Krome Service Processing Center
- The Krome site was originally cleared to build a missile base in the 1960s during the Cold War. In the early 1980s after a large immigration of Cubans and Haitians, the site was converted by the Army Corps of Engineers to be a “turn-around facility” for illegal immigrants. Even though the site wasn't created for long-term housing, from its conception immigrants were being held there for undefined periods.
- Krome Service Processing Center have been in the news several times over the years. Back in 1996, New York Times published an article about Immigration and Naturalization employees attempted to mislead an assembly of House members about the issues they were having at the location. The House members were investigation allegations about the overcrowding and security issues the facility was having.
  - After a yearlong investigation conducted by the Justice Department's Inspector general, Michael R Bromwich the department found the facility agents to hide the fact they had an overcrowding issue released 58 detainees some with criminal records and relocated 45 detainees to another detention center in New Orleans.
  - In his executive summary from Mr.

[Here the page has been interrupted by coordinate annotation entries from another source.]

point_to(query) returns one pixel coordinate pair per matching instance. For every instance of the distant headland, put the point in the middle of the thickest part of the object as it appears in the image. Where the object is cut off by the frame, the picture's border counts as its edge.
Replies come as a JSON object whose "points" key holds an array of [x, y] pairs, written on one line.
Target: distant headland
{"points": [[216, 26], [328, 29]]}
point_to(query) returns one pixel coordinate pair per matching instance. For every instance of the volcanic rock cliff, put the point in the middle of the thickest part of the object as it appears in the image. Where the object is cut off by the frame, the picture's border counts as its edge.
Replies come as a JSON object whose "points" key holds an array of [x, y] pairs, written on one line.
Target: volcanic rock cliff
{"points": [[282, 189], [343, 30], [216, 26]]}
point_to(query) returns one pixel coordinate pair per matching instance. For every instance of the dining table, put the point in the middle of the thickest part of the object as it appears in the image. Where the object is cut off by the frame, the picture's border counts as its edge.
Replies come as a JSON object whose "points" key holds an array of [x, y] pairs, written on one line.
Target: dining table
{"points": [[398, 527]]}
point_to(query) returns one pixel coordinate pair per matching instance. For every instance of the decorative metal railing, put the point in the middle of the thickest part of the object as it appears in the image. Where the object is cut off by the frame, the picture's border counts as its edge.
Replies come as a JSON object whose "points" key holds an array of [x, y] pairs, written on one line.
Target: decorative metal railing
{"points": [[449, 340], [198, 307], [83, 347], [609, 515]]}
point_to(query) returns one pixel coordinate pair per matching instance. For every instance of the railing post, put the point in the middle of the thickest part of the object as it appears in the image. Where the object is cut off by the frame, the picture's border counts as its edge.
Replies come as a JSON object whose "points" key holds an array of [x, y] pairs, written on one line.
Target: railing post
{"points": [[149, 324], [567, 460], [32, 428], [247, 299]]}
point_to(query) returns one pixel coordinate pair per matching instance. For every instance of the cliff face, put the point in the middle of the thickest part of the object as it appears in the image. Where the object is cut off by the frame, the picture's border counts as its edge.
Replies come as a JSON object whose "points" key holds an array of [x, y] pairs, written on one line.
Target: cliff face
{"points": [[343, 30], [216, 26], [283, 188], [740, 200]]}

Bromwich he stated, “The conduct of these officials in the context of the Congressional visit and during the course of the investigation is very disturbing, all the more so since the most egregious conduct was committed by persons in positions of substantial responsibility and leadership.”
  - The facility may have deceived the delegation which came to see the facility back in 1995, with showing a facility being a well ran institution, however thanks to the honesty of employees at the facility sending a letter to the delegates informing them of the deception.

===Healthcare===
- Restrictions on healthcare over one's immigration status are claimed to violate a physicians’ “ethical responsibility to care for persons in medical need.” This issue is highlighted by the presumption that "clerks will probably screen patients for their immigration status, just as they currently screen them for their insurance status." As it is not uncommon for people to be denied care by hospitals due to insurance status, it would be reasonable to assume that the same would occur for those without proof of U.S. citizenship.

==Reception==
Positive reviews from Library Journal, Booklist, and Publishers Weekly.

Entertainment Weekly gave Brother, I'm Dying a B+.

Brother, I'm Dying was named a Top 10 African-American Non-fiction book by Booklist in 2008.